A Friend, doing it out of friendship, will, when they reach their breaking point, tell you to go fuck yourself in - hopefully - a very polite manner, and then they can leave as and when they want, because there's no tie other than loyalty - and when you've been under the sun for four hours with someone alternately bossing you around and asking you to wait for camera setups, loyalty gets progressively thinner and thinner.

A good director works around this, by providing food, support and encouragement (in that order of importance - free food has been scientifically proven to be the most important thing on any given set, sometimes.) But even the most willing friend finds themselves tested by sunstroke, long hours, and generalised irritation.

It's our director's contention that it cuts both ways, too.

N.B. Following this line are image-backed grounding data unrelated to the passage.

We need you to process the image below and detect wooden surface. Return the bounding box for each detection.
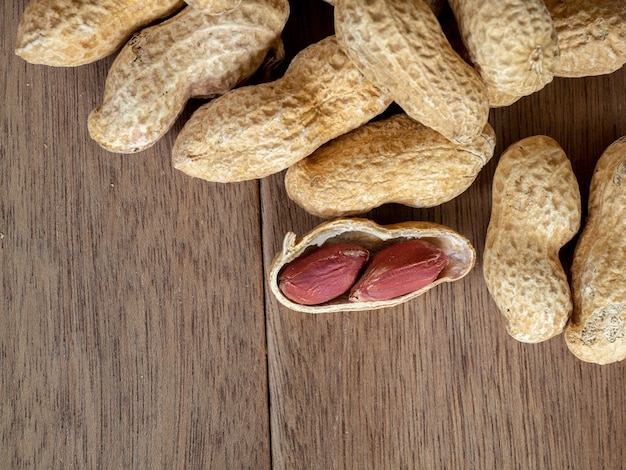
[3,1,626,468]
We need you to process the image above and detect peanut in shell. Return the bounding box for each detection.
[285,114,496,218]
[88,1,289,153]
[483,135,581,343]
[334,0,489,143]
[565,137,626,364]
[448,0,559,97]
[15,0,185,67]
[545,0,626,78]
[172,35,392,182]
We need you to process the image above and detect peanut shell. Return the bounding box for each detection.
[545,0,626,78]
[172,35,392,182]
[15,0,184,67]
[565,136,626,364]
[448,0,559,97]
[483,135,581,343]
[269,218,476,314]
[184,0,241,15]
[88,2,289,153]
[334,0,488,143]
[323,0,446,16]
[285,114,496,218]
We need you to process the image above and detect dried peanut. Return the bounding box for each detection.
[172,35,392,182]
[278,243,369,306]
[483,136,581,343]
[323,0,445,15]
[487,87,523,109]
[88,2,289,153]
[334,0,488,143]
[545,0,626,78]
[447,0,559,97]
[15,0,184,67]
[349,239,448,303]
[285,114,496,218]
[269,218,475,313]
[565,137,626,364]
[184,0,241,15]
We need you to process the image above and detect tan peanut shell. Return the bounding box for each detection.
[15,0,184,67]
[483,136,581,343]
[284,114,496,218]
[487,87,523,109]
[184,0,241,15]
[172,35,392,182]
[565,137,626,364]
[323,0,445,16]
[334,0,488,143]
[545,0,626,78]
[88,2,289,153]
[447,0,559,97]
[269,218,476,313]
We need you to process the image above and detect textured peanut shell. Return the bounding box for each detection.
[269,218,476,313]
[565,137,626,364]
[184,0,241,15]
[323,0,445,16]
[88,2,289,153]
[545,0,626,78]
[487,86,523,108]
[285,114,496,218]
[172,35,392,182]
[15,0,184,67]
[448,0,559,97]
[483,136,581,343]
[334,0,488,143]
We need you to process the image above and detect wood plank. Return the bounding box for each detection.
[1,2,270,468]
[263,3,626,468]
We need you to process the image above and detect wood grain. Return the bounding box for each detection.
[3,1,626,469]
[2,1,269,468]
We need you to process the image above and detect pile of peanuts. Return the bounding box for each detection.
[15,0,626,364]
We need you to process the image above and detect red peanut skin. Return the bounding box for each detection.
[278,243,369,306]
[349,239,448,302]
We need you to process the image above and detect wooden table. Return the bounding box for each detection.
[3,1,626,468]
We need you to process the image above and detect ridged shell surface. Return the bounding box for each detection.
[566,137,626,364]
[334,0,488,143]
[545,0,626,78]
[448,0,559,97]
[172,35,392,182]
[15,0,184,66]
[285,114,496,218]
[88,2,289,153]
[483,136,581,343]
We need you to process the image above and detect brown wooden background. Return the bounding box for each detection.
[3,1,626,468]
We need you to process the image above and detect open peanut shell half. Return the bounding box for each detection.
[268,218,476,313]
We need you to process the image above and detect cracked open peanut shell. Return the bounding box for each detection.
[269,218,476,313]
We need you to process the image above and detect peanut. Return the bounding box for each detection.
[545,0,626,78]
[349,239,449,303]
[565,137,626,364]
[15,0,184,67]
[333,0,488,143]
[323,0,446,16]
[172,35,392,182]
[285,114,496,218]
[483,136,581,343]
[184,0,241,15]
[278,243,369,306]
[447,0,559,98]
[88,2,289,153]
[269,218,475,313]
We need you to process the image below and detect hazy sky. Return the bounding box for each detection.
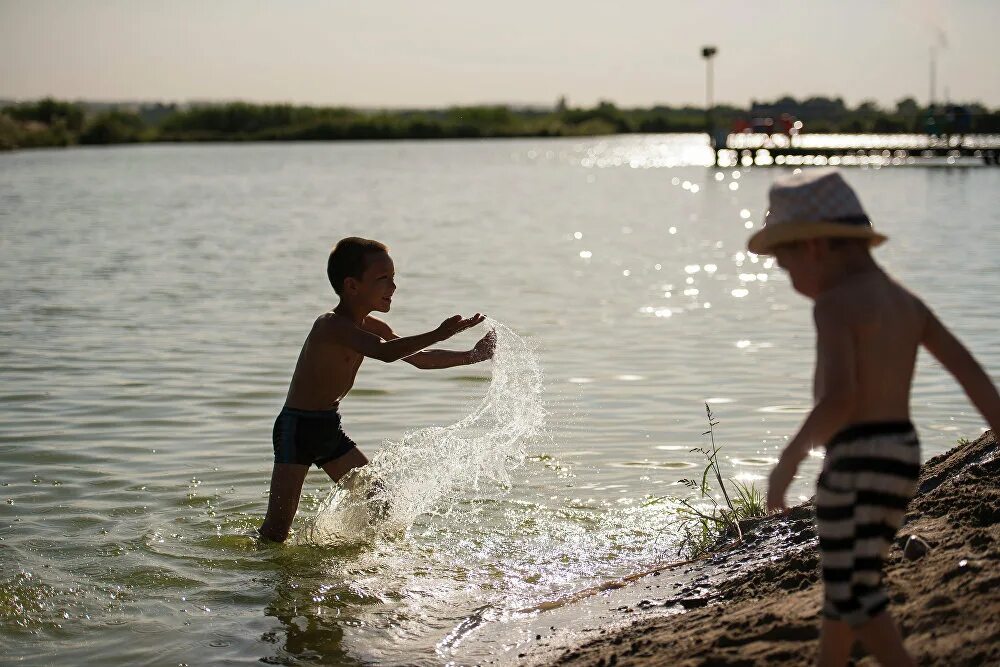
[2,0,997,109]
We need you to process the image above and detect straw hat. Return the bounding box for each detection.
[747,169,887,255]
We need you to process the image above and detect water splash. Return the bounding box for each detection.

It's along the same principles as to why a person borrows money from a bank rather than from their friends; being beholden to an institution is different to being beholden to a person whose friendship and respect you actually desire (and, in some cases, need).

But, perhaps, enough of this maudlin talk.

Intermission!



You want to know why we're feeling a bit maudlin at the moment?

Eton Crow has suffered it's first 'dead film'.

Having successfully completed our 2009 Demo Reel, we here at the EC offices were feeling a bit brash - one might even say, 'cocky' - and decided to try to make an honest-to-deity proper 'short film'. And oh, it might have been epic in scale - sex (implied), violence, buddy comedy.

We worked on the script for several weeks. Note, this implies two 'firsts' on our part - one, actually having a script, and two, working on it rather than just running with the first draft.

We did some preliminary filming - just the previously-mentioned conversation, plus some driving footage and a couple of dream sequences.

But now, looking at the requirements of the script and the fact that the first round of filming has apparently already broken one of our actors, we've had to decide to put it on the also aforementioned indefinite hiatus, with the emphasis on indefinite, because to make it work we have to go back, gut the script, rewrite, and find enough people to actually film the goddamn thing, and, right now, that's not going to happen.

Of course, such is life.

On the bright side, the 2009 demo reel - filmed in May - is finally and properly finished, and is being burnt to DVDs to be sent to various people even as we speak, so that's halfway to good news.

Plus, we do have other good news, but we're saving that for later.